Curcumin docking with main protease

The docking of Curcumin derivatives was carried out by 3 docking tools- Autodock, Libdock and CDocker. The results of the same are depicted in the Table 3. The Libdock and Autodock results showed Hexahydrocurcumin and Hexahydrocurcuminol as the best docked molecule. The Autodock score for both the molecules was -6-6kcal/ mol and that of Libdock was 157.256 for Hexahydrocurcumin.
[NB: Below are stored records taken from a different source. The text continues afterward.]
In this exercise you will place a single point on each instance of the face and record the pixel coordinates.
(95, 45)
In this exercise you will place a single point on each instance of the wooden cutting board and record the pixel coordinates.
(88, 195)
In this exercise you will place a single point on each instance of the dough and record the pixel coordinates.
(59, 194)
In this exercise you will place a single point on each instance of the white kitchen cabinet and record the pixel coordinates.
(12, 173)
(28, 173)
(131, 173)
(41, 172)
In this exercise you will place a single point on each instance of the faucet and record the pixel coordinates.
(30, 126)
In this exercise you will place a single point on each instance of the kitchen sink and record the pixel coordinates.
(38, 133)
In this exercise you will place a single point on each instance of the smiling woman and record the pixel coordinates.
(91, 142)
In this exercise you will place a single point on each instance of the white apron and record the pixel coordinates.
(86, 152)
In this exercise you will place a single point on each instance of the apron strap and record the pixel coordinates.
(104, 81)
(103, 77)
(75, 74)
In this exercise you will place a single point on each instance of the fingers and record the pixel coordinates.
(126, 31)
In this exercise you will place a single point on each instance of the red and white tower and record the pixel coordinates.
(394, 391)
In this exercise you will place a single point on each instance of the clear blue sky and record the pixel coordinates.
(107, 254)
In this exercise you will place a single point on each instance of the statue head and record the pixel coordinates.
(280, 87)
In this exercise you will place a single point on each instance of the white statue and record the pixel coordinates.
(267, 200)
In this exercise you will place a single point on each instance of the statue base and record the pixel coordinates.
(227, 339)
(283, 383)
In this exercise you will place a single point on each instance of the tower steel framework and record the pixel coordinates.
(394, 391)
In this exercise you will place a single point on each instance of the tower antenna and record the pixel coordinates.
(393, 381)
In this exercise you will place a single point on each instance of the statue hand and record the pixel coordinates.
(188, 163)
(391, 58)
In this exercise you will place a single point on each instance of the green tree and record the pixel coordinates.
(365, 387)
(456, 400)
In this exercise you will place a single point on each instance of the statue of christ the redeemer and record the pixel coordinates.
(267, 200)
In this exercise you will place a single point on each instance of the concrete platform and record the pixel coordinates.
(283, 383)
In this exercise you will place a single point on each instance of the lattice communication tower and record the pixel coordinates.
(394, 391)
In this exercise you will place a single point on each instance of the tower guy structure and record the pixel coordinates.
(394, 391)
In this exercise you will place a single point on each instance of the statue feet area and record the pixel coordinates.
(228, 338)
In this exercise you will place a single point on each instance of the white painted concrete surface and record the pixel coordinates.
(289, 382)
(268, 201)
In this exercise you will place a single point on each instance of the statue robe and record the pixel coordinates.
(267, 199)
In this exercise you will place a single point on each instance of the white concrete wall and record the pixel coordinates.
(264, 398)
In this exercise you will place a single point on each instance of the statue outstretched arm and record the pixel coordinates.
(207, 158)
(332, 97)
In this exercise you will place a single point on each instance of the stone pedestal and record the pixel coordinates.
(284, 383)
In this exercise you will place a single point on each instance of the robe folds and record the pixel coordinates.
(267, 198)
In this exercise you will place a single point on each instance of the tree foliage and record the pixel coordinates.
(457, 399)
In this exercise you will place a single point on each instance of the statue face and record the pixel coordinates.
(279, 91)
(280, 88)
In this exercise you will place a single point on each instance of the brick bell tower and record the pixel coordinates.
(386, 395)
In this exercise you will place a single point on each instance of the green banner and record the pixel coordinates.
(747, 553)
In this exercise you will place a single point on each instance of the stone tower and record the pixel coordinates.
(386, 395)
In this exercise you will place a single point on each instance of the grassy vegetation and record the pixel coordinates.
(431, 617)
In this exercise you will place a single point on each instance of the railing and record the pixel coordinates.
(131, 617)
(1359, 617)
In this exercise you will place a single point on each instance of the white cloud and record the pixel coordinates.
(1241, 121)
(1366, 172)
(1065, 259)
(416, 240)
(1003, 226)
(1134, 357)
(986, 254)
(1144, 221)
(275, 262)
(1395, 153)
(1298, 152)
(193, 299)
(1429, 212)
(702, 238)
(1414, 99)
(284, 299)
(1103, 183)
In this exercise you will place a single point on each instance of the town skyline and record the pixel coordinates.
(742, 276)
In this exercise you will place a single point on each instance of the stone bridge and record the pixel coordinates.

Both the molecules were fitted inside the active site cavity with common Hbond interactions as Thr190, Phe140, Ser144 and Pi- Alkyl interactions as Cys145 and Met165. Both these amino acid molecules namely cys145 and Met165 were found to be involved in Pi-Alkyl interactions with majority of Curcumin derivatives indicating a strong pharmacophoric point at these aminoacids. Figure 6 depicts the interactions of Hexahydrocurcuminol with main protease by all 3 methods- Autodock, Libdock and Cdock along with the 3D view of protein cavity. Figure 7 shows interactions of Hexahydrocurcumin with main protease.

Table 3: Docking results of curcumin derivatives with main protease.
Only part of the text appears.